Am 30. Juni 2017 in Nürnberg veranstaltet der Deutsche Wasserstraßen- und Schifffahrtsverein Rhein-Main-Donau e.V. (DWSV) den ersten Bayerischen Wasserstraßen- und Schifffahrtstag. Rund 120 Teilnehmer aus Deutschland, Österreich, der Schweiz, den Niederlanden und Belgien haben sich zu der Veranstaltung angemeldet. Ziel des Bayerischen Wasserstraßen- und Schifffahrtstages ist, alle Akteure rund um die Wasserstraße (Schifffahrt, Häfen, Verlader, Unternehmen, Kammern, Verbände, Tourismus, Politik, Verwaltung, Kommunen, etc.), zu versammeln, um diese miteinander zu vernetzen, Anstöße zur Weiterentwicklung der Wasserstraße zu geben und der Öffentlichkeit die Bedeutung der Wasserstraße zu vermitteln. Gefeiert werden in diesem Rahmen das 125-jährige Jubiläum des DWSV sowie 25 Jahre Eröffnung des Main-Donau-Kanals.

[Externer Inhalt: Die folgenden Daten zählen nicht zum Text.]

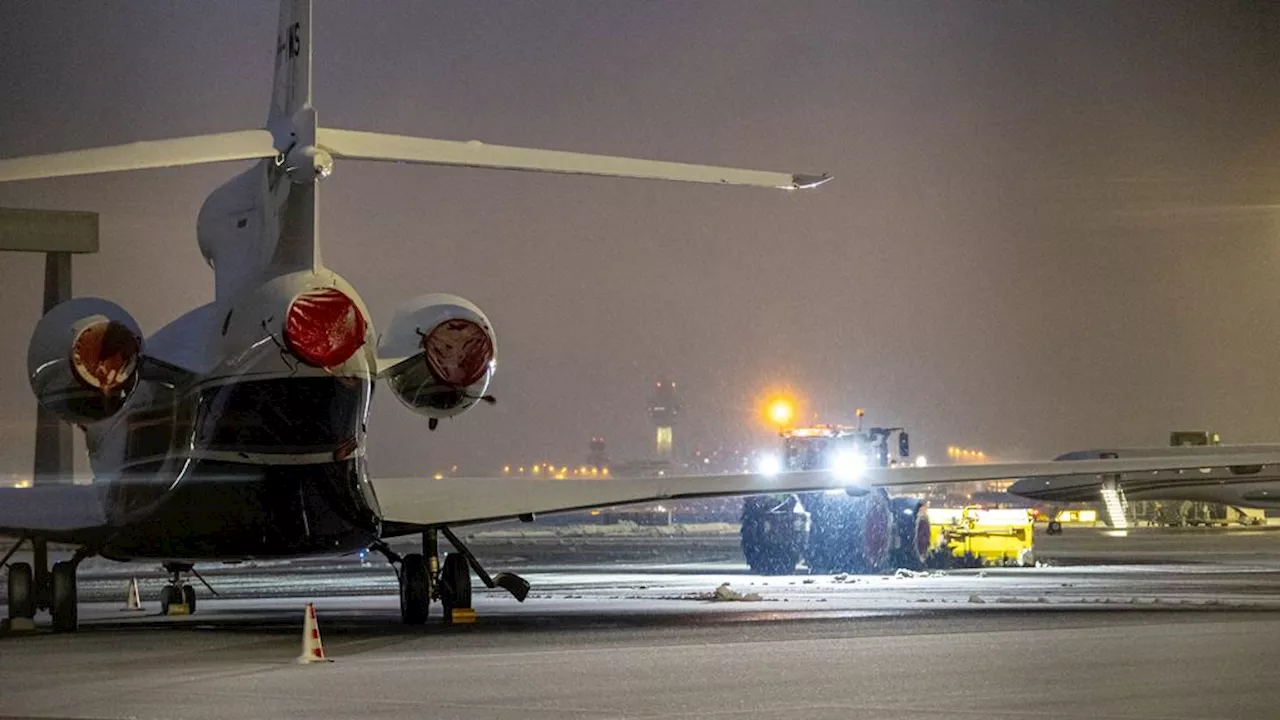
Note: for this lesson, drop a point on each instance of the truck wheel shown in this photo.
(912, 531)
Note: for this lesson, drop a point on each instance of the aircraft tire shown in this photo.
(22, 596)
(912, 525)
(415, 593)
(455, 583)
(64, 605)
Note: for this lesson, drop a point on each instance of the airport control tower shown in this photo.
(663, 410)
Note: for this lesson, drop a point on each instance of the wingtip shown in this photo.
(805, 182)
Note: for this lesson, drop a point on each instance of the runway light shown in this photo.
(781, 411)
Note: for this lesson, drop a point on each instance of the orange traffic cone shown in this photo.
(133, 602)
(312, 650)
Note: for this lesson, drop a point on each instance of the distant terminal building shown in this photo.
(663, 410)
(598, 456)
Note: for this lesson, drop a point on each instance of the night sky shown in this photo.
(1052, 226)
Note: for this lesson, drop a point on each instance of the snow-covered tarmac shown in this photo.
(638, 638)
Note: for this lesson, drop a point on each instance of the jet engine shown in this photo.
(438, 355)
(83, 359)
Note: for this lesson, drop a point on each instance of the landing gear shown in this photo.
(423, 579)
(415, 589)
(455, 583)
(178, 597)
(775, 533)
(63, 602)
(35, 587)
(22, 592)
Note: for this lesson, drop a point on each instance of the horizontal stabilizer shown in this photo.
(242, 145)
(474, 154)
(63, 513)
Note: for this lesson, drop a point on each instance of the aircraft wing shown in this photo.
(242, 145)
(60, 513)
(416, 501)
(475, 154)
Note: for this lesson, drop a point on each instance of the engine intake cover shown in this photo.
(438, 355)
(83, 359)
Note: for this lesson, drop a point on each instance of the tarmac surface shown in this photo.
(1157, 624)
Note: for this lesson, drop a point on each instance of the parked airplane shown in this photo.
(238, 431)
(1238, 486)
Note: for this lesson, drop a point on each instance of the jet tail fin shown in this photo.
(292, 87)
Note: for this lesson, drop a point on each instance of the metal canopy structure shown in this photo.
(59, 235)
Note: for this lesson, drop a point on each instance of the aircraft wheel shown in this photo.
(22, 596)
(64, 606)
(415, 595)
(455, 583)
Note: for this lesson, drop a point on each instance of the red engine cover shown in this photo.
(458, 351)
(324, 328)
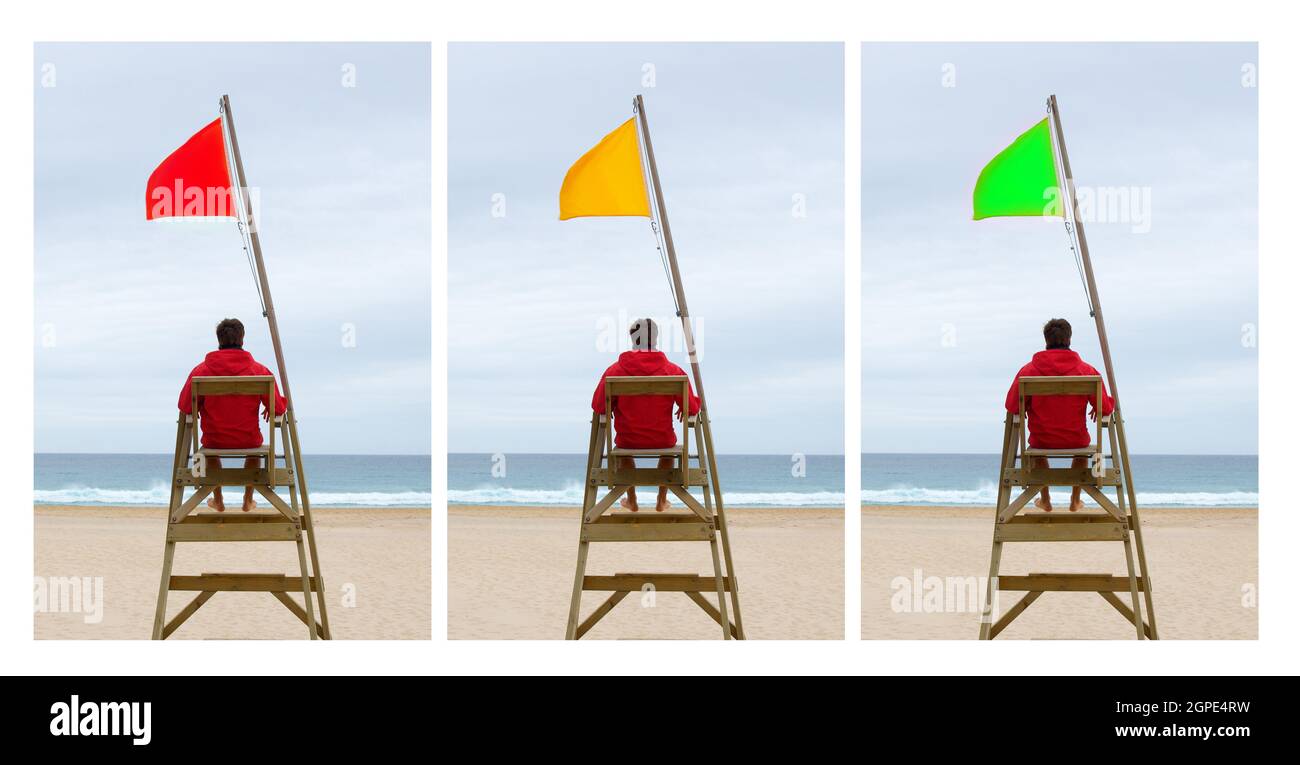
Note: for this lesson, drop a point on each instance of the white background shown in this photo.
(753, 20)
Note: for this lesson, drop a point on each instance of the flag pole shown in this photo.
(264, 284)
(1117, 418)
(680, 292)
(269, 312)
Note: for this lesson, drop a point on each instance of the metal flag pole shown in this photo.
(1117, 418)
(269, 312)
(684, 314)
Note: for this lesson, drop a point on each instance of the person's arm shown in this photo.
(1013, 396)
(1108, 403)
(598, 397)
(183, 402)
(693, 398)
(281, 405)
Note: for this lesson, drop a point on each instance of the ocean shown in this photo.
(1177, 480)
(334, 480)
(749, 480)
(757, 480)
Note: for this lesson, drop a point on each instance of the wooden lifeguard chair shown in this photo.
(705, 521)
(290, 522)
(1118, 521)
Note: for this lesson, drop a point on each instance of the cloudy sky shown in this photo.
(125, 308)
(1178, 279)
(742, 133)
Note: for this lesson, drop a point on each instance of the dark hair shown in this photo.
(1057, 333)
(229, 333)
(645, 335)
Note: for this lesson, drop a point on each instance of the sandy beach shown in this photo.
(381, 556)
(1204, 567)
(511, 574)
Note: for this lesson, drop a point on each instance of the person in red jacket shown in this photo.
(1058, 422)
(644, 422)
(229, 422)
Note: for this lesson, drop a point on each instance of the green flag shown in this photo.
(1021, 180)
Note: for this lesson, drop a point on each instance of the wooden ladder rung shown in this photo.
(241, 583)
(1066, 583)
(646, 530)
(659, 582)
(1039, 531)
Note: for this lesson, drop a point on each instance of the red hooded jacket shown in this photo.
(1057, 422)
(229, 422)
(642, 422)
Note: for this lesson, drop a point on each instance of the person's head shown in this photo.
(645, 335)
(1056, 333)
(229, 333)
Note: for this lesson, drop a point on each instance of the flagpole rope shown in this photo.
(654, 225)
(241, 216)
(1067, 217)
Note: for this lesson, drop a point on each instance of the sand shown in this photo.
(511, 575)
(381, 557)
(1204, 566)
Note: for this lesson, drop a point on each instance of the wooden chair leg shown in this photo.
(720, 588)
(164, 586)
(986, 623)
(307, 590)
(1132, 586)
(571, 630)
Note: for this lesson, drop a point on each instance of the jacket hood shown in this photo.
(230, 362)
(644, 363)
(1056, 362)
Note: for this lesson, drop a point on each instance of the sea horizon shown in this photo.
(333, 480)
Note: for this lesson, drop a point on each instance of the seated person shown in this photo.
(1057, 422)
(644, 422)
(229, 422)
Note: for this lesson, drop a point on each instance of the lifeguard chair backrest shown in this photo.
(1087, 385)
(675, 385)
(260, 385)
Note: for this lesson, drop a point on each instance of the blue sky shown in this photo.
(125, 308)
(741, 134)
(953, 307)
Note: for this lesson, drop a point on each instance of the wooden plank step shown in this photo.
(1058, 476)
(241, 583)
(232, 530)
(641, 530)
(1066, 583)
(1097, 531)
(661, 582)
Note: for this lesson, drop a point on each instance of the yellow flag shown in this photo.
(607, 180)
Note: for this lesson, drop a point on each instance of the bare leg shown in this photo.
(217, 502)
(252, 462)
(1043, 502)
(628, 502)
(1075, 500)
(662, 501)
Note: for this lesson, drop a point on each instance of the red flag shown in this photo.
(193, 181)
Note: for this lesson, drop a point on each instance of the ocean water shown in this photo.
(749, 480)
(1177, 480)
(334, 480)
(757, 480)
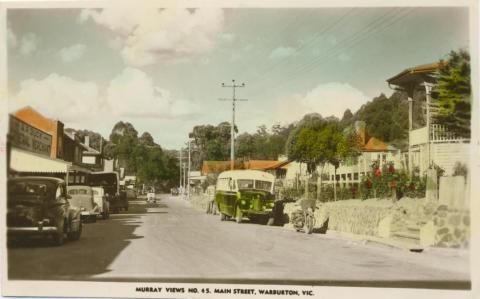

Die Schirmherrschaft hat der Bayerische Staatsminister des Innern, für Bau und Verkehr, Joachim Herrmann, übernommen.
In Fachforen wird eine Vielfalt an Themen rund um die Main-Donau-Wasserstraße behandelt: ‚Ökoeffizienz in der Binnenschifffahrt‘, ‚Multifunktion der Wasserstraße‘, ‚Personenschifffahrt und Tourismus‘ sowie die ‚Optimierung von Infrastruktur und Verkehr‘. Im Rahmen eines Festaktes werden das 125-jährige Jubiläum des DWSV und die Eröffnung des Main-Donau-Kanals vor 25 Jahren gewürdigt. Keynote Speaker ist Joachim Herrmann, Bayerischer Staatsminister des Innern, für Bau und Verkehr. Durch das Rahmenprogramm und die begleitende Ausstellung bieten sich den Teilnehmern umfangreiche Möglichkeiten zum persönlichen Austausch.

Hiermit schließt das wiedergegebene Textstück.